# Data Exploration and Validation

In this exercise we will cover how to use Ibis, Pandas, and Pandera to explore, tidy, and validate the data.

### Task 1 - load data from SQL

#### 🔄 Task

- Use `ibis` to load the data from SQL into a pandas dataframe.
- 🚨 Only load the first 50,000 rows. This will speed our our ETL and testing.

#### 🧑‍💻 Code

In the first exercise we used SQLAlchemy to interact with SQL. Ibis is another Python package for interacting with SQL databases.
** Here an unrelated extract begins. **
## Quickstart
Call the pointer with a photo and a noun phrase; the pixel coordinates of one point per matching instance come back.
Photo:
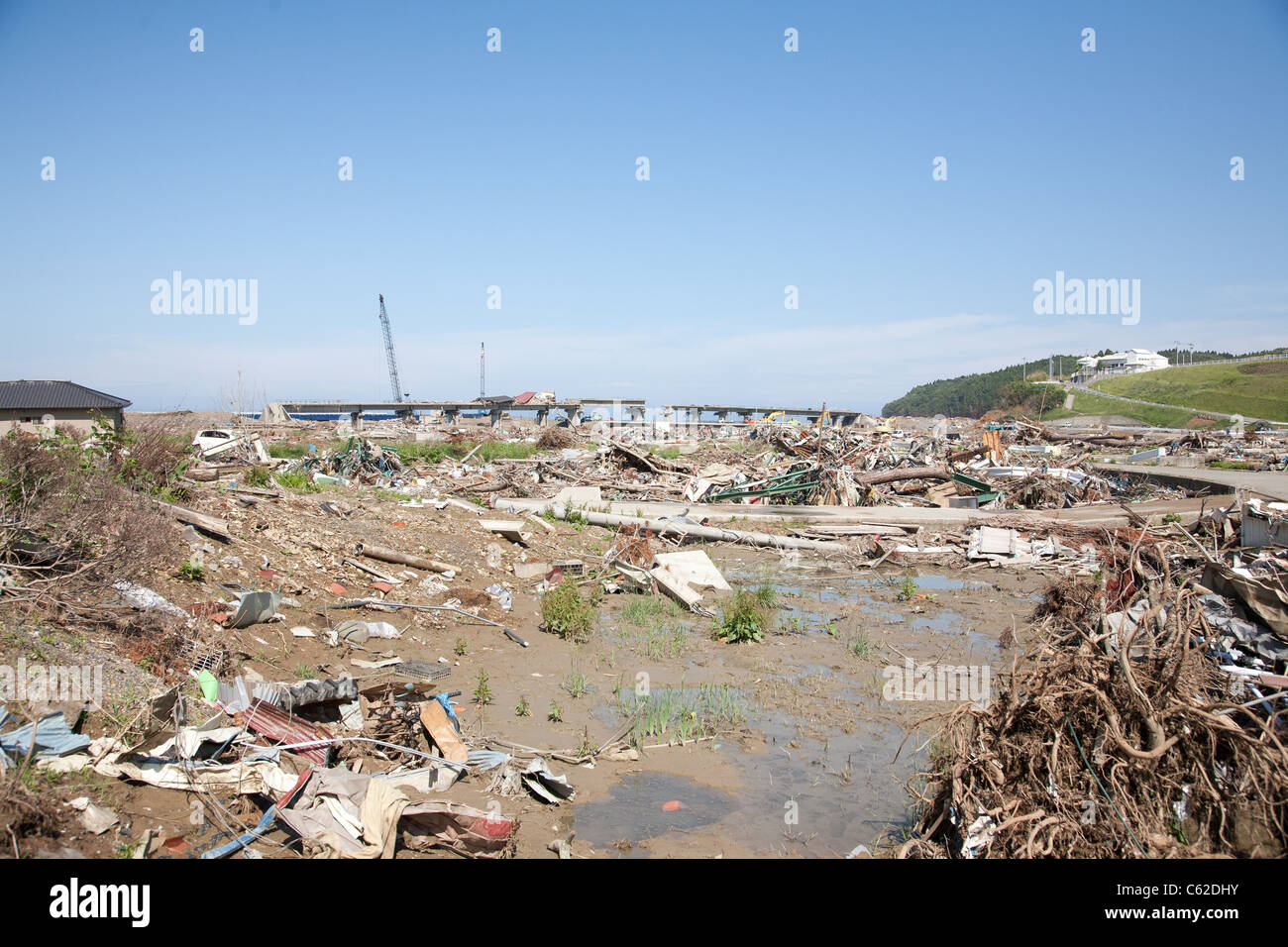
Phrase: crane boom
(389, 352)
Ibis is specially designed for analytics workloads.

In [None]:
import os

import ibis

# Set up ibis for reading data
con = ibis.postgres.connect(
    user="posit",
    password=os.environ["CONF23_DB_PASSWORD"],
    host=os.environ["CONF23_DB_HOST"],
    port=5432,
    database="conf23_python"
)

con

In [None]:
row_limit = 50_000

Load the business license data.

In [None]:
business_license_raw = con.table(name="business_license_raw") \
    .limit(row_limit) \
    .to_pandas()
    
business_license_raw

Load the food inspection data.

In [None]:
food_inspection_raw = con.table(name="food_inspection_raw") \
    .limit(row_limit) \
    .to_pandas()
    
food_inspection_raw

💡 See the `ibis` docs for all of the different methods you can use to modify your SQL query: <https://ibis-project.org/tutorials/ibis-for-pandas-users>

In [None]:
# For example, only get rows `JUICE BAR` and sort by `inspection_date`
table = con.table(name="food_inspection_raw")
table = table.filter([table.dba_name.upper() == "JUICE BAR"])
table = table.order_by(["inspection_date"])
table.to_pandas()


### Task 2 - Explore the data

#### 🔄 Task

Begin exploring the data. You will want to understand.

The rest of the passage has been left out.